Nesta terça-feira (19), Francisco Ferreira Batista completa 100 anos de vida. Cuidadoso com a saúde e disciplinado, ele frequenta a academia três vezes por semana. Lúcido, tem memória invejável para nomes, datas, valores e números em geral. Ativo, dirigiu o carro até janeiro deste ano, quando a CNH (Carteira Nacional de Trânsito) expirou e ele acabou sendo convencido pelo médico e pela família a não a renovar. É um dos associados mais longevos do Siran (Sindicato Rural de Alta Noroeste), sendo filiado desde 1987.

Terceiro dos nove filhos dos imigrantes portugueses José Ferreira Batista (que dá nome a uma das principais avenidas de Araçatuba) e Joaquina de Jesus, nasceu no bairro rural Córrego do Campo, em Coroados (SP), quando o município ainda era distrito de Birigui. Após uma geada dizimar a lavoura de café da propriedade, mudou-se para Araçatuba com a família quando ainda era criança, em 1925. Dos oito irmãos, cinco são vivos.

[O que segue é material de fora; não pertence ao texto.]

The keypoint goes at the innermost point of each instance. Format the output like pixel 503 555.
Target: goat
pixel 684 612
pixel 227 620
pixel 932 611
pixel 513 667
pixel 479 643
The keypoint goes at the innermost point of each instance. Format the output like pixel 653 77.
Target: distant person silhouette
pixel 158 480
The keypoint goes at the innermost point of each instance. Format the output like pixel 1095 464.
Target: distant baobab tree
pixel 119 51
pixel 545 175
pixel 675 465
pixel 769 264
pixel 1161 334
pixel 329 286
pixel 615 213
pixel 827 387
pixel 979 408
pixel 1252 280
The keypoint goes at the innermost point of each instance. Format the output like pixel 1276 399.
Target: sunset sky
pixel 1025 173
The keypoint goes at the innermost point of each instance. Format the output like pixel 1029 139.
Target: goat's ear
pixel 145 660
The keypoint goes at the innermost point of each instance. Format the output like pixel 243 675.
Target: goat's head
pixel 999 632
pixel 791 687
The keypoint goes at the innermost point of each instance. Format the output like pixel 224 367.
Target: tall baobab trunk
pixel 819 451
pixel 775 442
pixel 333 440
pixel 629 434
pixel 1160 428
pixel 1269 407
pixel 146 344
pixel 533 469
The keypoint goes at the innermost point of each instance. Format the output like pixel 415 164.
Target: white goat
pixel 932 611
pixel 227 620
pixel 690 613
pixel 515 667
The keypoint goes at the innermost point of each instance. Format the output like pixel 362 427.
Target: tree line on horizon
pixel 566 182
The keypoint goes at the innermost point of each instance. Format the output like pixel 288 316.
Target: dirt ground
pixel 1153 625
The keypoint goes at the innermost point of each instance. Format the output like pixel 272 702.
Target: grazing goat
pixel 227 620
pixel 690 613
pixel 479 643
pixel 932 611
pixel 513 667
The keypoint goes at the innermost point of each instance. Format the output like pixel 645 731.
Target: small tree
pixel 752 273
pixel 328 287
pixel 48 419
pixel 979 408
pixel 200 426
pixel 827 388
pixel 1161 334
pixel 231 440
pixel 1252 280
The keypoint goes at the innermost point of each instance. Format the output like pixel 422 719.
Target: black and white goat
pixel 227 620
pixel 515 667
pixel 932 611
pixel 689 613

A família de Francisco Ferreira Batista veio de Coroados para Araçatuba em 1925: “Todas as ruas eram de terra”, conta

Começou a trabalhar cedo. Primeiramente, na máquina de beneficiamento de arroz e no moinho de fubá que o pai montou em Araçatuba. Depois de passar três anos por um curso introdutório de contador, foi auxiliar contábil de Braulino Quintilhano, office boy de Clóvis de Arruda Campos, auxiliar administrativo na padaria Menezes, e chegou a atuar de forma autônoma com clientes de escritas fiscais.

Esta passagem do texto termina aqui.